We have lost sight of the beauty of the unique vessel itself  - the body that houses an individual spirit – that tells one’s story – that speaks to us all the time.  The body is our barometer.  It houses our mind and our spirit and it encompasses all our experiences starting in embryo, maybe even for lifetimes.  Specifically, the fascia is a network in the body that connects us head to toe.  It touches all systems – including lymphatic, nervous, digestive.  The fascia dances with us in all ways giving us clues of how we are doing and what we need to do next.  Bodyfulness is what is key - honoring and nourishing the body, moving and wiggling it often, listening to it, letting it guide you.  The body is the vessel.  The body is the guide to the soul’s expedition on this earth.  

In this book, I take you on a journey to explore your unique body and soul and encourage you to look at your own pain and how it might move you.  In the book, I introduce the following:

  • Pain is a very complicated life and death construct.  It is one that we have created and is also one we can undo.  Pain is part of your story and is something to be with on some level rather than quickly mask, avoid or defer.  

  • There exists a perfect storm of broken systems that encourage you to dismiss your pain, to disconnect from your unique body and spirit.

  • Addiction is rampant and exists in some way for all of us. It comes about through avoidance of something perhaps a pain of some kind.  It takes you away from being present and in the moment.
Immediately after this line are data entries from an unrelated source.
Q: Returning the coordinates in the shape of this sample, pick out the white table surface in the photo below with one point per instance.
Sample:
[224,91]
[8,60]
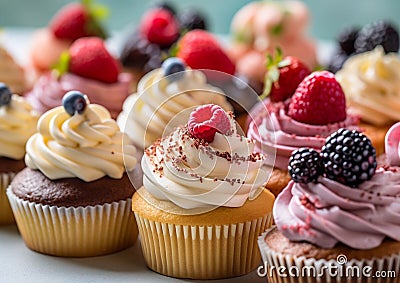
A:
[20,264]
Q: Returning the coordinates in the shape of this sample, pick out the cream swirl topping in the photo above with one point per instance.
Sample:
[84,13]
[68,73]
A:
[327,212]
[371,82]
[201,176]
[17,124]
[147,114]
[88,145]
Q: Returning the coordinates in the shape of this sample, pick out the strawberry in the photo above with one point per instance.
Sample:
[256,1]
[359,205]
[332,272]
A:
[160,27]
[206,120]
[200,50]
[89,58]
[78,20]
[318,100]
[283,76]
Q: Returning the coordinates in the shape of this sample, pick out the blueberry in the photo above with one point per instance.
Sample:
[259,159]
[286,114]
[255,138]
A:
[5,94]
[174,69]
[74,101]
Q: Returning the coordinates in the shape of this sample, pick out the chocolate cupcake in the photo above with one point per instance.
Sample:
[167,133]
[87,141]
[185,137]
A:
[74,198]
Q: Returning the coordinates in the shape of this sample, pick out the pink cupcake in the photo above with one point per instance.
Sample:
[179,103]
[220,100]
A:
[89,68]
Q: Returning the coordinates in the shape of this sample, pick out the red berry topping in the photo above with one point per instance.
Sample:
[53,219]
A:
[200,50]
[78,20]
[208,119]
[318,100]
[160,27]
[89,58]
[283,76]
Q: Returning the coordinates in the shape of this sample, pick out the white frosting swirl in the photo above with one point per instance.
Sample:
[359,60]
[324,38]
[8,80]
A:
[147,113]
[17,124]
[371,82]
[196,175]
[88,146]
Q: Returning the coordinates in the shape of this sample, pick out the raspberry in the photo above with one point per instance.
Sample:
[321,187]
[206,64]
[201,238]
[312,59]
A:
[348,157]
[377,33]
[208,119]
[305,165]
[318,100]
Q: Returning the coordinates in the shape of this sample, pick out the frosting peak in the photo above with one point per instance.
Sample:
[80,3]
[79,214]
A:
[17,124]
[371,82]
[197,175]
[88,145]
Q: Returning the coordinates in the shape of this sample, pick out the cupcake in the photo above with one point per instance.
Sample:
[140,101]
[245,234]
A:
[73,199]
[73,21]
[371,83]
[11,73]
[17,124]
[316,109]
[87,67]
[162,94]
[337,214]
[261,26]
[203,204]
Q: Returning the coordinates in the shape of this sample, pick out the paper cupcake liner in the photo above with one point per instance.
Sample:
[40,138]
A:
[75,231]
[201,252]
[280,268]
[6,215]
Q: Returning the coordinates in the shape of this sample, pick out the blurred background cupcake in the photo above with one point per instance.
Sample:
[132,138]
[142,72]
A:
[74,198]
[337,211]
[203,196]
[17,124]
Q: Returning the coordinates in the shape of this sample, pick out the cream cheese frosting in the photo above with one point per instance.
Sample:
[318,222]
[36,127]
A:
[371,83]
[11,73]
[274,131]
[49,90]
[88,145]
[199,176]
[17,124]
[148,113]
[327,212]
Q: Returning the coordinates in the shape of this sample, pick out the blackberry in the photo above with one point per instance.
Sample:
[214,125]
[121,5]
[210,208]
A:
[377,33]
[191,19]
[348,157]
[337,62]
[140,54]
[305,165]
[347,38]
[167,6]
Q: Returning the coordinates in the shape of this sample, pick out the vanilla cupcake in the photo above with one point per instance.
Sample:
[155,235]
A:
[73,199]
[162,94]
[338,214]
[17,124]
[371,82]
[203,204]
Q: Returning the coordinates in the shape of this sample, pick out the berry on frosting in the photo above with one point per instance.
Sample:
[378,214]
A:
[5,95]
[160,26]
[208,119]
[348,157]
[74,102]
[200,50]
[318,100]
[88,57]
[174,68]
[78,20]
[305,165]
[283,76]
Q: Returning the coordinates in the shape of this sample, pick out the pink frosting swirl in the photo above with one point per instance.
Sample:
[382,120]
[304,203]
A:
[48,91]
[276,130]
[327,212]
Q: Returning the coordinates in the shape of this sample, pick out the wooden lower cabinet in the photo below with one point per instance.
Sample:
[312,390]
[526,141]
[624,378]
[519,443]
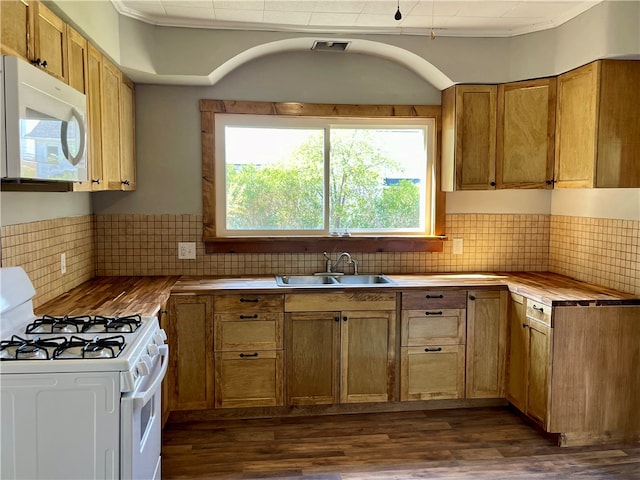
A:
[486,343]
[529,341]
[248,350]
[248,379]
[190,337]
[312,368]
[340,356]
[432,372]
[432,338]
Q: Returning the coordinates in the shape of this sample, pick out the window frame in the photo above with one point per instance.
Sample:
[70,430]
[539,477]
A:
[277,244]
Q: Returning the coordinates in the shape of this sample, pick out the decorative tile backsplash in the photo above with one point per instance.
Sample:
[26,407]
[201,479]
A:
[147,245]
[37,247]
[600,251]
[597,250]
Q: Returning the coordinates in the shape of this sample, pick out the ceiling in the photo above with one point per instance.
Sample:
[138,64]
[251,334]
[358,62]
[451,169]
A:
[497,18]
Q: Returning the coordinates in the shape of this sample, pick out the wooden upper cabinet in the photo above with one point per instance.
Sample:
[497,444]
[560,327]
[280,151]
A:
[469,137]
[50,42]
[597,141]
[110,119]
[94,110]
[526,134]
[127,135]
[17,27]
[77,47]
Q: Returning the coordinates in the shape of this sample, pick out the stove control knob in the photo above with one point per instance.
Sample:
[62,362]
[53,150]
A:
[144,366]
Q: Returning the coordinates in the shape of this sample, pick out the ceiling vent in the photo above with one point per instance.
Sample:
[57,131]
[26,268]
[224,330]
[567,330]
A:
[329,46]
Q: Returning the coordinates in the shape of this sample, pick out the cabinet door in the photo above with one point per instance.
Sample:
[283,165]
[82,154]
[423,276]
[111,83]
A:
[525,135]
[94,107]
[17,27]
[517,356]
[127,135]
[110,118]
[190,336]
[312,366]
[576,127]
[469,143]
[50,42]
[538,371]
[248,379]
[432,372]
[367,356]
[486,343]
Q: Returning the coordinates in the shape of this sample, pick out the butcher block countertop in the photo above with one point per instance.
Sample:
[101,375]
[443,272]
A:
[146,295]
[545,287]
[112,296]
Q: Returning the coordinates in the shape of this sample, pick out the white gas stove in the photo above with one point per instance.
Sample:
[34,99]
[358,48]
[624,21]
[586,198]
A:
[79,395]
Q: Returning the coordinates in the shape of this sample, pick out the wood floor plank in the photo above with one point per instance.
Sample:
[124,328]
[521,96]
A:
[491,443]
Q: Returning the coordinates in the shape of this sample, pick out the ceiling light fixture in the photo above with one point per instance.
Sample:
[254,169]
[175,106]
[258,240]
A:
[398,15]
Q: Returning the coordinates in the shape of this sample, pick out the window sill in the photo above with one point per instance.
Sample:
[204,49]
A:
[319,244]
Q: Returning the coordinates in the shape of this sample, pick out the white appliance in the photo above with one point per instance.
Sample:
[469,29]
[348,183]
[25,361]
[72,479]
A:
[43,125]
[80,397]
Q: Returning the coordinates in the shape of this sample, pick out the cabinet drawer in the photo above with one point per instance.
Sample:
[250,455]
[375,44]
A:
[539,312]
[258,331]
[249,303]
[248,379]
[432,372]
[443,326]
[428,299]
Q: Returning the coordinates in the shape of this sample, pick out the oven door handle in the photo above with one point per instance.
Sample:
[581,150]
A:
[140,399]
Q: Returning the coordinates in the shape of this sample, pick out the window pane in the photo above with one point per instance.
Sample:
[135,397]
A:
[274,178]
[377,179]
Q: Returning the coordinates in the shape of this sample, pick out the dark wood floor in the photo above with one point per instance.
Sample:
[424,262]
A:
[488,443]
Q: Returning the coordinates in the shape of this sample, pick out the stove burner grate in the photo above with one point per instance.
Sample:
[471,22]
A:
[37,349]
[97,347]
[128,323]
[51,324]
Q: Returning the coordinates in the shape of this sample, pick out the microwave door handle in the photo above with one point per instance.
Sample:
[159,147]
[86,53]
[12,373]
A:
[141,398]
[64,139]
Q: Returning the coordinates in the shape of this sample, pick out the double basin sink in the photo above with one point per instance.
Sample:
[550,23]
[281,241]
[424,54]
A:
[328,280]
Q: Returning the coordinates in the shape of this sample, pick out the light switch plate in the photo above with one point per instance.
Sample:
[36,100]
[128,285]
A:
[457,246]
[187,250]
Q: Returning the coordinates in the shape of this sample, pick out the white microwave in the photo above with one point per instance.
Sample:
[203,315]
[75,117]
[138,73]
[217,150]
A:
[44,135]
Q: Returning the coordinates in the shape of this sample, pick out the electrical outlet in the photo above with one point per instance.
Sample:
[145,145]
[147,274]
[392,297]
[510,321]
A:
[187,250]
[457,246]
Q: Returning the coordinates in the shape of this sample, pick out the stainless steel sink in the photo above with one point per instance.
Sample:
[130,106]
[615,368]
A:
[331,280]
[364,280]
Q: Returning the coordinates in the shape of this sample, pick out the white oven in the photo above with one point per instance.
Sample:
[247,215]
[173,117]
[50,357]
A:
[80,396]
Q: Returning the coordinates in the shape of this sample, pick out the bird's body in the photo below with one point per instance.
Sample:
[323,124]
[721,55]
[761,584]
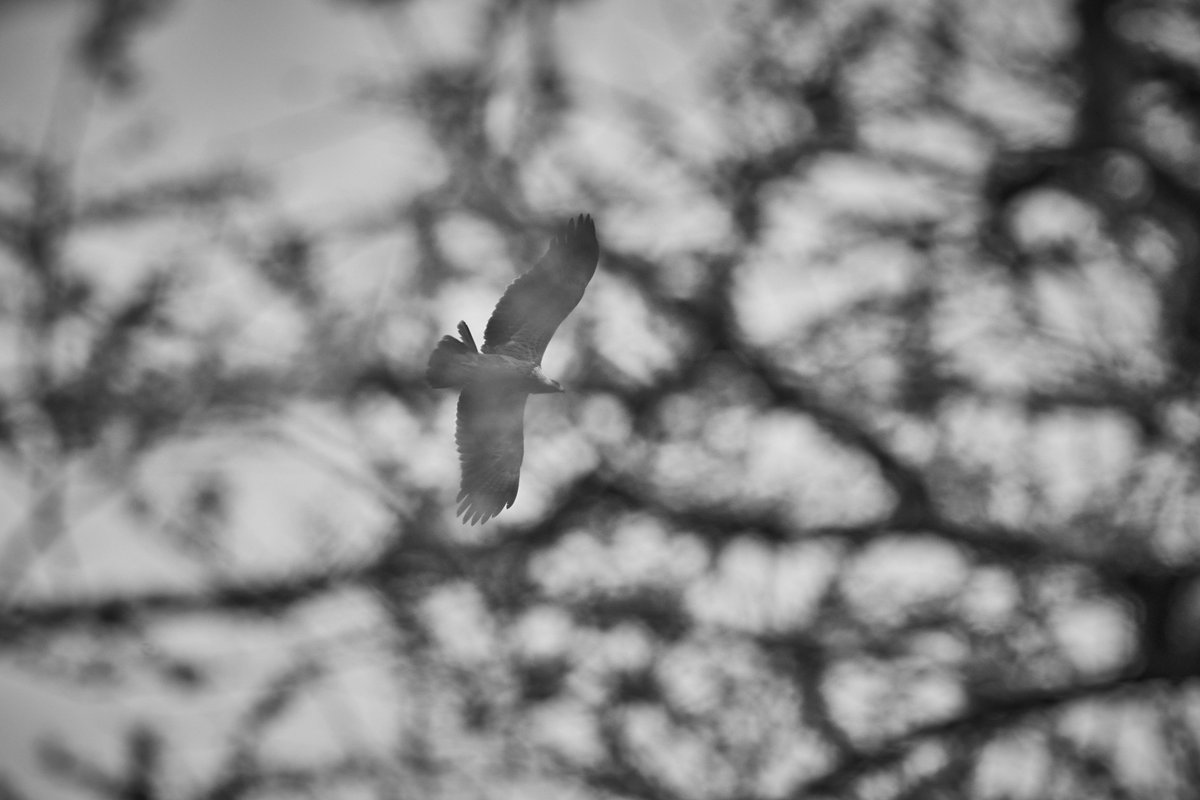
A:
[497,378]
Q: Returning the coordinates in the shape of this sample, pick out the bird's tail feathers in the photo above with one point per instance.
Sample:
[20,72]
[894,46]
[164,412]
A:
[467,338]
[451,364]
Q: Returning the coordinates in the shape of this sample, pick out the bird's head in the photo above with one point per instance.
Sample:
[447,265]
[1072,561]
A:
[543,384]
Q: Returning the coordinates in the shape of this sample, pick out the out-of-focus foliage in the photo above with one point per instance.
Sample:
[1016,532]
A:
[877,475]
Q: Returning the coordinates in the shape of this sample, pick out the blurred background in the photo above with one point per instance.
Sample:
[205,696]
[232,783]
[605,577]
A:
[879,469]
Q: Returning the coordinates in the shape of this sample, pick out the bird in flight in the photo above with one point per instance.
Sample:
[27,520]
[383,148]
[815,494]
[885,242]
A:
[497,378]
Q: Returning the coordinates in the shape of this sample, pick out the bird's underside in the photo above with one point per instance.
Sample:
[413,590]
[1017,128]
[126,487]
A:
[496,379]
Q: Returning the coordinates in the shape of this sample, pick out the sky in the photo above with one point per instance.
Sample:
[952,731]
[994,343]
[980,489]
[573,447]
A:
[273,84]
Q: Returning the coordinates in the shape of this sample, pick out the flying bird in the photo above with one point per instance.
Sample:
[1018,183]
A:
[497,378]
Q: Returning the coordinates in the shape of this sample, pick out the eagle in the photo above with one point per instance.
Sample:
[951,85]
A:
[497,378]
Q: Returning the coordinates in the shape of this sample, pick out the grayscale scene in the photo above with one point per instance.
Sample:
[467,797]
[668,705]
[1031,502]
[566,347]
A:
[835,434]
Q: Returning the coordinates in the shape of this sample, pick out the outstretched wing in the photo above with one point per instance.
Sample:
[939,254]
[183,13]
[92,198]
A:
[491,445]
[537,302]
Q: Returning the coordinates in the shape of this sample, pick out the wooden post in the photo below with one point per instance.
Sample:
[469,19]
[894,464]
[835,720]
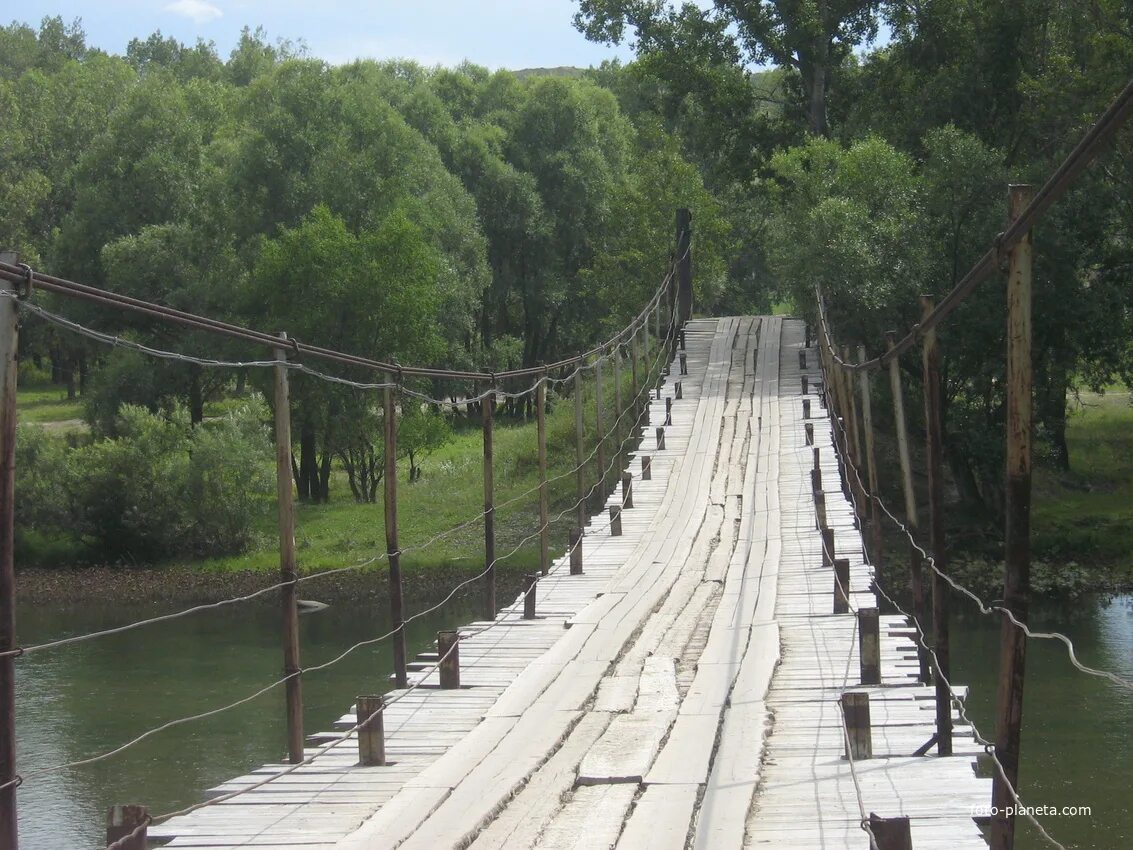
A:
[819,508]
[9,346]
[841,585]
[601,426]
[615,520]
[289,575]
[934,430]
[855,715]
[486,417]
[683,266]
[529,584]
[541,418]
[869,645]
[448,651]
[1016,577]
[916,583]
[891,833]
[867,419]
[576,551]
[397,596]
[129,822]
[579,452]
[371,719]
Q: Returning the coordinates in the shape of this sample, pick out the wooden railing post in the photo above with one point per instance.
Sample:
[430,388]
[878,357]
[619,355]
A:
[289,575]
[9,347]
[598,418]
[1016,578]
[486,417]
[934,428]
[541,418]
[867,425]
[397,595]
[448,651]
[683,265]
[579,452]
[916,583]
[369,716]
[128,825]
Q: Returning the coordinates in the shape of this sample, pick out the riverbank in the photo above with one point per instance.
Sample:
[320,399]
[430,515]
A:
[194,586]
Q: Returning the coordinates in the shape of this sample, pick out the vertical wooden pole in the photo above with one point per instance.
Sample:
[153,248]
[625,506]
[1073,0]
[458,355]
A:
[934,430]
[541,418]
[579,452]
[9,838]
[855,715]
[289,572]
[1018,543]
[601,426]
[397,595]
[486,417]
[683,266]
[916,583]
[122,822]
[869,645]
[371,720]
[448,651]
[867,426]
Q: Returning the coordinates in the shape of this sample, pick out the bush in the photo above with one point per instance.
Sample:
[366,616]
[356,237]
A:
[160,490]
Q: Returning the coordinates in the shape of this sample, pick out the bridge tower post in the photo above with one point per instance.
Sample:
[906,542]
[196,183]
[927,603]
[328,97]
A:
[289,572]
[1018,543]
[683,266]
[9,838]
[934,439]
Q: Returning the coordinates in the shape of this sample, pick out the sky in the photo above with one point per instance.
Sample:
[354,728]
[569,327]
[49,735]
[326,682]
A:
[495,33]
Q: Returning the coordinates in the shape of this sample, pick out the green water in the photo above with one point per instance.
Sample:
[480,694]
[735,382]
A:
[77,702]
[84,699]
[1078,730]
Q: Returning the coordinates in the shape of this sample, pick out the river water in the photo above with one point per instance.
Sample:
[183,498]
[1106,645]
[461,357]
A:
[81,700]
[87,698]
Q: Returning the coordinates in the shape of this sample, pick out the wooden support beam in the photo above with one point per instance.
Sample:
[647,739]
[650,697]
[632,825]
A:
[393,552]
[369,712]
[541,418]
[841,585]
[289,572]
[576,551]
[935,451]
[916,580]
[855,716]
[891,833]
[128,825]
[615,520]
[490,597]
[869,645]
[9,372]
[1016,579]
[530,581]
[448,649]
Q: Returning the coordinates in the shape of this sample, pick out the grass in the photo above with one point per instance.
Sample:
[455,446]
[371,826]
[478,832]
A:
[47,405]
[1085,516]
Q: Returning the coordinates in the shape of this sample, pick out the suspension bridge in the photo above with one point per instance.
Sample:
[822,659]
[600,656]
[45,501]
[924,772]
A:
[706,665]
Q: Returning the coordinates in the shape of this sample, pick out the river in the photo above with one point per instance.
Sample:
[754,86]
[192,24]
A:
[87,698]
[81,700]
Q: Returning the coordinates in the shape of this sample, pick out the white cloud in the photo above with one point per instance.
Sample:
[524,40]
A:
[196,10]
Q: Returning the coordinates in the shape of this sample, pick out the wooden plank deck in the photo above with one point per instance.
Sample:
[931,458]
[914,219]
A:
[681,693]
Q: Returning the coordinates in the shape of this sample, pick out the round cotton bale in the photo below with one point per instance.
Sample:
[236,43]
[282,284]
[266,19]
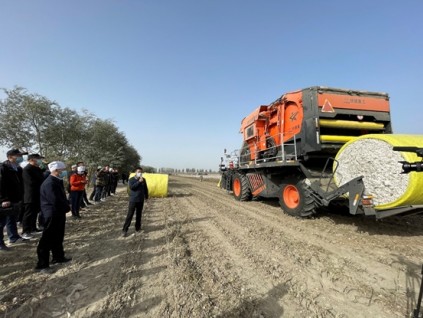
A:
[372,157]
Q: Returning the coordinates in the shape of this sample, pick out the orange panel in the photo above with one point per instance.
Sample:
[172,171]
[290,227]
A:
[354,102]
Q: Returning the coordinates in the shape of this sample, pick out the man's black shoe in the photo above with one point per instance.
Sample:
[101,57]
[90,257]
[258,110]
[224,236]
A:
[61,260]
[43,269]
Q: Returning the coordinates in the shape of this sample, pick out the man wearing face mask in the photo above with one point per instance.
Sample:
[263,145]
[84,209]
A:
[77,182]
[54,206]
[33,178]
[138,192]
[11,195]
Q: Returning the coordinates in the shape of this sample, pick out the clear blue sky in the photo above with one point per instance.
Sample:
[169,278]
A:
[177,77]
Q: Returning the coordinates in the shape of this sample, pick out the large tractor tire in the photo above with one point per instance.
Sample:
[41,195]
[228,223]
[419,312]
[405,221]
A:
[241,188]
[295,200]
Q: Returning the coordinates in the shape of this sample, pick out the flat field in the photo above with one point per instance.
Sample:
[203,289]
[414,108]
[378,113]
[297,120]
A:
[203,254]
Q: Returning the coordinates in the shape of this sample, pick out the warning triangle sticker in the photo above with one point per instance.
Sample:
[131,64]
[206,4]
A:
[327,107]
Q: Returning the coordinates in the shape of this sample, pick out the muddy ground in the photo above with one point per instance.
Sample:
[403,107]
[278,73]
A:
[203,254]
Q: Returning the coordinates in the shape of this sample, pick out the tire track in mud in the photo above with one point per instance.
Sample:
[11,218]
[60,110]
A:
[219,272]
[388,292]
[275,265]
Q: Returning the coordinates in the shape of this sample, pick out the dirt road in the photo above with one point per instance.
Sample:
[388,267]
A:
[203,254]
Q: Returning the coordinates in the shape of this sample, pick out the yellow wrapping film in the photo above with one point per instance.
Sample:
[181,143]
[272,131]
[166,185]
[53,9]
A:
[157,184]
[347,124]
[413,195]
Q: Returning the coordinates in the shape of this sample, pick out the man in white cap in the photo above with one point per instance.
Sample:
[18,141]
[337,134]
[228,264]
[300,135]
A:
[54,206]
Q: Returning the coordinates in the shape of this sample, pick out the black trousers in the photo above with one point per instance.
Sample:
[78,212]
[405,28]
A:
[29,220]
[137,208]
[76,198]
[51,240]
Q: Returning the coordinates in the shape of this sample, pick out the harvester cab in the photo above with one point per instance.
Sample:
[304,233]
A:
[287,145]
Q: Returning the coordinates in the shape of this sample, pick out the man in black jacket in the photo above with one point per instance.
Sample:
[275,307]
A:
[138,191]
[11,195]
[54,206]
[33,178]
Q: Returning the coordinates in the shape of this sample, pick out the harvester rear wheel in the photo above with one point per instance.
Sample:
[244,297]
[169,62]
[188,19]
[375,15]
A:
[240,188]
[295,200]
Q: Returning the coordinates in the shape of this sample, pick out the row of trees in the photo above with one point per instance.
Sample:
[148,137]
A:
[37,124]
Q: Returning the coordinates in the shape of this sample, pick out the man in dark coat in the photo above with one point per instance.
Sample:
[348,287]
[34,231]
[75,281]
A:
[138,192]
[11,195]
[54,206]
[33,178]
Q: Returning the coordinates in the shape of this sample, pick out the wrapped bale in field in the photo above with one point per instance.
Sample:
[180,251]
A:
[372,157]
[157,184]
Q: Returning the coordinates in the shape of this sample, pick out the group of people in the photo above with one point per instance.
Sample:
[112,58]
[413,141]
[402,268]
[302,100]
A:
[29,193]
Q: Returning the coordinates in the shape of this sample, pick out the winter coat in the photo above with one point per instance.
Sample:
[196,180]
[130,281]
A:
[53,198]
[100,178]
[138,190]
[11,183]
[32,178]
[78,182]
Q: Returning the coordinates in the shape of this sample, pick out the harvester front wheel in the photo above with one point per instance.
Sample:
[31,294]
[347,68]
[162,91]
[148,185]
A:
[295,200]
[240,187]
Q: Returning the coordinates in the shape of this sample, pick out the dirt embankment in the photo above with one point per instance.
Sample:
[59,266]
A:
[203,254]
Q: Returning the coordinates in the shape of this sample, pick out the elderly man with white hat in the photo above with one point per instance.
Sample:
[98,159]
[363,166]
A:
[54,206]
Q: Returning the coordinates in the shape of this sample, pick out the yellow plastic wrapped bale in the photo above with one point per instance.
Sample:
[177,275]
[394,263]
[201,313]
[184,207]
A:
[372,157]
[157,184]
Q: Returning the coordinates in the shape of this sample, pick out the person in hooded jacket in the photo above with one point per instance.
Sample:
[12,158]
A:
[32,178]
[11,195]
[54,206]
[77,182]
[138,192]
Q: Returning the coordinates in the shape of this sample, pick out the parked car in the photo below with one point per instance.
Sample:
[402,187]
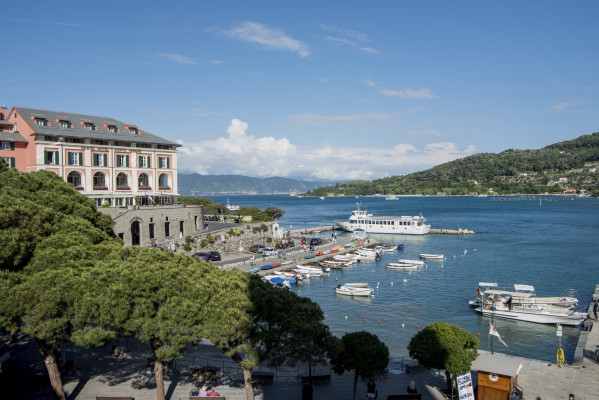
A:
[270,251]
[285,245]
[256,248]
[202,256]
  • The body is unique and remarkable, the fascia holds the soul’s story for this lifetime, and practicing bodyfulness is important.  You must listen and allow the body to move– to move your body, to move your spirit.  Understanding new approaches to the body through fascia and biotensegrity are key.

  • The exceptional body houses the unique soul.  The soul has its unique path that also meanders alongside and throughout the paths of others.  We are connected.

  • As part of your own journey which connects to others, it is important to distinguish between codependence and empowerment. 

  • You can align the vessel, the true body-mind-spirit connection, and allow the body to guide you on the journey.

  • Useful tools and practices.  To get where you’re going, you must embrace practices for transformation.  Everything worthwhile takes practice.


In this book, I encompass all I have learned from so many years teaching and facilitating movement and life change; observing bodies; observing human surgeries; conducting full body dissections of treated and untreated human cadavers; endless research on medicine and new understanding of the body and well-being; and, by practicing bodyfulness myself.  My son’s passing is the only reason I wrote this book.  It is a way to honor his soul that I am so very grateful chose to pass through me.  It provides me a way to heal a bit.  It is the result of me allowing my own pain to move me to share what I know and what I believe will be not only extremely helpful though also lifechanging to many.


Anne Lloyd Willett has been called a movement therapist and specialist, a transformational teacher and facilitator, spiritual advisor, life coach and healer. She has been teaching movement for over 35 years and has been observing movement and human behavior since she was born. She brings a rich mosaic of modalities to her work and weaves in a fully integrated body-mind-spirit approach that incorporates her comprehensive studies and experience in business, communications, yoga, dance, theatre, medical practices, wholistic medicine, stretch therapy, psychology and coaching, Pilates, breath therapy, biotensegrity and body fascia. In addition to holding Private Sessions with clients ages 12 to 99, she is active in the international Fascia Research Society; and, is an author as well as guest lecturer presenting to international audiences.  She lost her oldest son to the opioid crisis and she knows her pain moves her to bring her gift of teaching to a new level that will inspire others in some way. She operates her own business Connected. Movement in Sync.